Dreaming is Anthropic’s answer. It’s a batch process, completely decoupled from the agent loop, that:
- Reads session transcripts from past runs
- Inspects the current state of memory
- Proposes curated, consolidated updates
- Produces a verified new memory snapshot the next agents can adopt
Why out-of-band matters
Three benefits come from dreaming’s decoupled architecture:
-
Cross-session pattern detection. A single agent can only see its own history. Dreaming analyzes transcripts across all agents and sessions, which is where recurring mistakes and systemic inefficiencies become visible. In the SRE demo, dreaming discovered that a CPU spike was always followed 60 seconds later by an alert — a pattern no individual agent session could have noticed.
-
No objective conflict. An agent running in production must balance improving its memory quality against completing its actual task. Dreaming runs independently, so it can focus entirely on memory quality without trading off against task performance.
-
Zero latency added. Dreaming is completely off the hot path. It can run nightly, hourly, ad hoc, or triggered by events like end-of-session — all via API.
Production Patterns
Scheduling. Dreaming can be triggered via API on any cadence. Common patterns: nightly consolidation, end-of-sprint review, or event-triggered after a significant incident closes.
Memory API. Memory has a standalone CRUD API, so teams can manage it from anywhere — not just from within agents. This includes exports (for audits), redactions (for compliance), and diffs between versions.
Enterprise controls. Every write is version-controlled with attribution: which session wrote which part. Teams can inspect how memory evolved over time and roll back bad updates — critical for production trust.

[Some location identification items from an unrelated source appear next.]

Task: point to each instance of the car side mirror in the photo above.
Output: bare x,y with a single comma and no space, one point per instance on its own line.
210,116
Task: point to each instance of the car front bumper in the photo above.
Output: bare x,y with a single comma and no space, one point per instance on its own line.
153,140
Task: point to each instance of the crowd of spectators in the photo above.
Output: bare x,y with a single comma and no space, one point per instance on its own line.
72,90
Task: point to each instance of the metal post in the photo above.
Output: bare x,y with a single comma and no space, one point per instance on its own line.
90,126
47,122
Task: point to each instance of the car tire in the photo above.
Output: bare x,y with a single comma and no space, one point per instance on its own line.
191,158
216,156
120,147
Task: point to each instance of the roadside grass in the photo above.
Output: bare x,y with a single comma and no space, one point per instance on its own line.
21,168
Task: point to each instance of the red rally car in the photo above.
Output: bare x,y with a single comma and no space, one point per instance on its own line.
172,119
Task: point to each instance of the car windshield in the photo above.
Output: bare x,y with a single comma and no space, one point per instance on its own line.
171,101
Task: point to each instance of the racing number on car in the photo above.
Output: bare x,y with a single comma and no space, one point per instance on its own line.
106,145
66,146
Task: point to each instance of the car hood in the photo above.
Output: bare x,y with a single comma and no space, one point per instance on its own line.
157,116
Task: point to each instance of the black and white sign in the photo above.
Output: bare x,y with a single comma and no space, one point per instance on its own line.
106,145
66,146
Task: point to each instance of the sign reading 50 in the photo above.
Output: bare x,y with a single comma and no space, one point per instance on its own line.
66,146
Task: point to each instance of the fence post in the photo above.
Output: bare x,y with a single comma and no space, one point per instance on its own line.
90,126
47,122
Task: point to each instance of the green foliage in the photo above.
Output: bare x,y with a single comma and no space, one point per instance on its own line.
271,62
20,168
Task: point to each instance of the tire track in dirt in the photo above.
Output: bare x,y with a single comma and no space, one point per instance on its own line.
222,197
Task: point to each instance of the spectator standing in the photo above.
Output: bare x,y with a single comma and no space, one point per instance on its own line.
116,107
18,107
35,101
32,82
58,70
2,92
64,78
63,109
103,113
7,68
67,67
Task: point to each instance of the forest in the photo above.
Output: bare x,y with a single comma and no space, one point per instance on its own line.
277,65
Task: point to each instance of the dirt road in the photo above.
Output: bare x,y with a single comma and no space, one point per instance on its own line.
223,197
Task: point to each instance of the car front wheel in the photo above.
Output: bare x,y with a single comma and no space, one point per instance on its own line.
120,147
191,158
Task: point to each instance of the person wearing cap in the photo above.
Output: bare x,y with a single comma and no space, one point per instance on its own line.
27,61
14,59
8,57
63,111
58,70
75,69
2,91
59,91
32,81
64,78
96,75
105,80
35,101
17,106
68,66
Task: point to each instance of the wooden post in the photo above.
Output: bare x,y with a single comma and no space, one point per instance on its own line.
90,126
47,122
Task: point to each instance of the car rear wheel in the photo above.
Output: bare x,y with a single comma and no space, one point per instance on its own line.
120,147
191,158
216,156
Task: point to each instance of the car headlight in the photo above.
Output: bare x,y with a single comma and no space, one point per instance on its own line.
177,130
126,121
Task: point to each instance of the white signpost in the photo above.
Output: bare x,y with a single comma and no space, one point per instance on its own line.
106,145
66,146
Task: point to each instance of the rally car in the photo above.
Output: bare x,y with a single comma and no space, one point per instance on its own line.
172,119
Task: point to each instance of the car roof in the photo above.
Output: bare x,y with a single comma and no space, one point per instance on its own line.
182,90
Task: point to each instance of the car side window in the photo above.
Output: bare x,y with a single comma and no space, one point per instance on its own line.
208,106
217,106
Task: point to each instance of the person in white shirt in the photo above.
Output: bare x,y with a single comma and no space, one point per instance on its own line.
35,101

Harvey’s result. With dreaming enabled on their legal benchmark, Harvey saw a 6× increase in agent completion rates. The cause: agents were independently learning from the same failures, each storing a fragmented lesson. Dreaming consolidated those into shared, high-quality guidance that every subsequent agent benefited from.
Check your understanding
4 questions · your answers are saved in this browser only
-
1. Why does Anthropic model memory as a file system rather than as a custom database?
-
2. What is the purpose of the organisation-wide read-only memory store in a multi-agent system?
-
3. Why is dreaming's out-of-band, decoupled design important?
-
4. What mechanism prevents two agents from overwriting each other's memory writes simultaneously?
Build it yourself
Follow these exact steps to reproduce it yourself
Try it yourself: persistent memory with the Managed Agents API
-
Provision a memory store via the Claude platform console or API. Start with a single read-write store.
-
Attach it to a session. Pass the memory store ID when creating a managed agent session. The store mounts as a virtual filesystem the agent can read and write using standard file tools.
-
Run two sessions sequentially on related tasks. In the second session, add to the system prompt: “Before starting, review the memory store for relevant prior findings.” Check whether session 2 references session 1’s work.
-
Trigger a dream. After three or more sessions, kick off dreaming via the API (or the console Dreams tab). Inspect the diff in the memory store — look for consolidation, deduplication, and new cross-session insights.
-
Add a read-only org store. Create a second store, populate it with a reference document (e.g. a coding style guide or an on-call runbook), attach it read-only to your sessions. Confirm agents reference it without modifying it.